The chairman of the bargaining unit for D.C. police officers said yesterday that his criticism of the mayor and the police chief for their handling of an investigation into alleged irregularities in crime reporting was not racially motivated, as some have complained.

Earlier this week, Gary Hankins, chairman of the labor committee of the Fraternal Order of Police, called for a new investigation into allegations that at the direction of Deputy Chief Isaac Fulwood, crime reports in the 6th District were systematically downgraded to suggest a decrease in serious crime.

On Friday, D.C. City Council member H.R. Crawford (D-Ward 7) and Virginia Morris, chairman of the 6th District Police Citizens Advisory Council, held a press conference outside the district station at 42nd Street and Benning Road NE and said that Hankins, who is white, would not have made his complaint if Fulwood, the mayor and the police chief were not black.

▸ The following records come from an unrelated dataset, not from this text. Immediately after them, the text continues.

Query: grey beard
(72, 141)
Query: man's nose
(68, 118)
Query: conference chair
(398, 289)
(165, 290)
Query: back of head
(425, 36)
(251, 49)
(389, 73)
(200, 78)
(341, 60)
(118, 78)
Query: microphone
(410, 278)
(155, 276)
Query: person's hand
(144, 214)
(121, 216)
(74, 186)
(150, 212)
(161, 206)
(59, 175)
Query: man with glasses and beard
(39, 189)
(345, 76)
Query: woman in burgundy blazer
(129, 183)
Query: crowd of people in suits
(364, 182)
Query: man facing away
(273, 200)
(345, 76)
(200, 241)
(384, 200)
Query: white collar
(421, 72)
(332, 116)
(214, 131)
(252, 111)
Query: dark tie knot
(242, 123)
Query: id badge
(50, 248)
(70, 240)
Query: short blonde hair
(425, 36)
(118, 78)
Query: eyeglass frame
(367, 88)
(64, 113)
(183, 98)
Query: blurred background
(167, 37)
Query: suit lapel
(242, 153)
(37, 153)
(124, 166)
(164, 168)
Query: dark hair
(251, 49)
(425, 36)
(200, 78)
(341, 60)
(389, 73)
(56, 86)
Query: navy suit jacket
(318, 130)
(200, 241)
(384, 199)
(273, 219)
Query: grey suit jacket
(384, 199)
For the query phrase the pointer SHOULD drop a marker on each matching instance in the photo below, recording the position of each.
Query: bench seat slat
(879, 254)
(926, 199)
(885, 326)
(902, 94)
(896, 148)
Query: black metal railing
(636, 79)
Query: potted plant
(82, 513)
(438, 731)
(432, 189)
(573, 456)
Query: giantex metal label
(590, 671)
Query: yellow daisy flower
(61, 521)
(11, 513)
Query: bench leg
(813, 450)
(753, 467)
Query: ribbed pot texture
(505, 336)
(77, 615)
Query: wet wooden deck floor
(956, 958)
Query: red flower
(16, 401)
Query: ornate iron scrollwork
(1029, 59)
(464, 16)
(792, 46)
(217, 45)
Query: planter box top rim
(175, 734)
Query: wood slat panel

Hankins said yesterday, however, "Our problem doesn't rest with race. Our differences, our crusade or whatever you want to call it, is based in ethics not in politics and racism."

"We differ with the practices of the 6th District," Hankins said. "I don't care what they call me. We ought to get back to the roots of this whole thing: When one of my men Sgt. Raymond Dyer stood up, based on his oath as a police officer, and said that something is wrong, he was harassed."

Dyer, who first alleged improprieties in the crime reporting, later was transferred from an investigator's unit to a uniformed scooter patrol.

Hankins, who asked City Council Chairman Arrington Dixon last week to hold hearings on the investigation of the 6th District, accused police officials of covering up findings in that investigation and of unfair labor practice in the reassignment of Dyer.

Dyer's allegations were investigated by Deputy Chief Roland W. Perry, who reported that some police officers "were directed to reclassify reports to lesser offenses" and that "Dyer did have his assignment changed as a direct result of the opposition he continued to voice."

Perry recommended that disciplinary action be taken against several 6th District officials for allegedly making false statements.

However, Perry's supervisor, Assistant Chief Marty M. Tapscott, reviewed the investigation and held his own interviews with officials. Tapscott said he saw no need for disciplinary action, found no deliberate effort to falsify reports or crime statistics and noted that crimes were similarly downgraded in other police districts.

Police Chief Maurice T. Turner accepted Tapscott's recommendations.